In either NPN or PNP, the emitter E is heavily doped, base B is lightly doped and the collector C is moderately doped. The outer layers are wide as compare to the central layer. The ratio of total size of transistor to the base is 150:1. The doping of the central layer is also less as compare to the outer layers by 10:1 ratio which increases the resistance of the layer by limiting the number of carriers. The transistor is called Bipolar due to the fact that transistor current is made up of holes and electron current.
Symbol of BJT Transistor
The symbol of transistor contain three terminal representing Emitter, Base and Collector. The Emitter terminal is differentiated by an arrow head from the Collector terminal. The direction of arrow head shows the type of transistor (NPN or PNP). The direction of arrow head shows the conventional current flow. In case PNP transistor the arrow points inside and for NPN the arrow points outside the transistor.

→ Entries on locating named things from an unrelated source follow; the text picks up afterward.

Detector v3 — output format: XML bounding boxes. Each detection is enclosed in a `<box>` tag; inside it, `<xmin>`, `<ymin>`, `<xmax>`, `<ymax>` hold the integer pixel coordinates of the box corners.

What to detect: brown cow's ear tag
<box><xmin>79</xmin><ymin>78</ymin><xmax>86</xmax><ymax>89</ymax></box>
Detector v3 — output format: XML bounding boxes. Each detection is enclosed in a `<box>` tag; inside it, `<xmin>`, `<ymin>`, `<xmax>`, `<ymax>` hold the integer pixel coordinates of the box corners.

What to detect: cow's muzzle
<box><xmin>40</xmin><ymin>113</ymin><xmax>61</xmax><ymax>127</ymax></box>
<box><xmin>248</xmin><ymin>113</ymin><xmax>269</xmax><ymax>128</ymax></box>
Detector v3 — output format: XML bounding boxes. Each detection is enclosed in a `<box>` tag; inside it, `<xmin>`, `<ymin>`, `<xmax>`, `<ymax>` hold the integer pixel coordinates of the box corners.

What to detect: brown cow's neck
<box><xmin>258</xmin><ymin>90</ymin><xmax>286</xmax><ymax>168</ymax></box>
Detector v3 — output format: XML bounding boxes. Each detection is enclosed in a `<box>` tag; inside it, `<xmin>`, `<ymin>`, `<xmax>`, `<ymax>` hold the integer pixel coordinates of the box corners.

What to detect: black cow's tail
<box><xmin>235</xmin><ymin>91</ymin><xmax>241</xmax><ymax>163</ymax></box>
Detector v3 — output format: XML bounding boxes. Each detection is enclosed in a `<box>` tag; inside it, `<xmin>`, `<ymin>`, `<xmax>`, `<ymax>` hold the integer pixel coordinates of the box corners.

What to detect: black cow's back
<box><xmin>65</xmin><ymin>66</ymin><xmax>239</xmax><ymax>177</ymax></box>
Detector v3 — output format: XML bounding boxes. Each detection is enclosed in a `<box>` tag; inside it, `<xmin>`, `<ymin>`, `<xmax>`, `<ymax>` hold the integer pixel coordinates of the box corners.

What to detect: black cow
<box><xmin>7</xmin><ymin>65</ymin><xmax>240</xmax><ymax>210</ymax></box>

The transistor equivalent circuit contains two back to back diode. In case of NPN transistor, the anode terminals of both diode is shorted and named as base. Where in case of PNP transistor, the cathode terminal is shorted and named as base terminal of diode.
Working principles of BJT transistor
For a properly working transistor, a transistor should be connected to dc voltages at all the three terminals such that both of the PN junctions are correctly biased. The base emitter junction should be forward biased and base collector junction should be reversed biased. The working of NPN and PNP transistor is the same except that the role of electrons and holes, biasing voltage polarities and direction current flow.
As the BE junction is forward biased and BC junction is reversed biased so the BE depletion region become narrow and BC depletion region widens. The heavily doped emitter can easily inject electrons (in NPN) to baes and called emitter current IE. As the base is lightly doped, only few electrons recombines with hole at lightly doped base and become base current IB. Where the reset of the electrons cross the BC junction due the electric field developed by the positive and negative ions. It become collector current IC.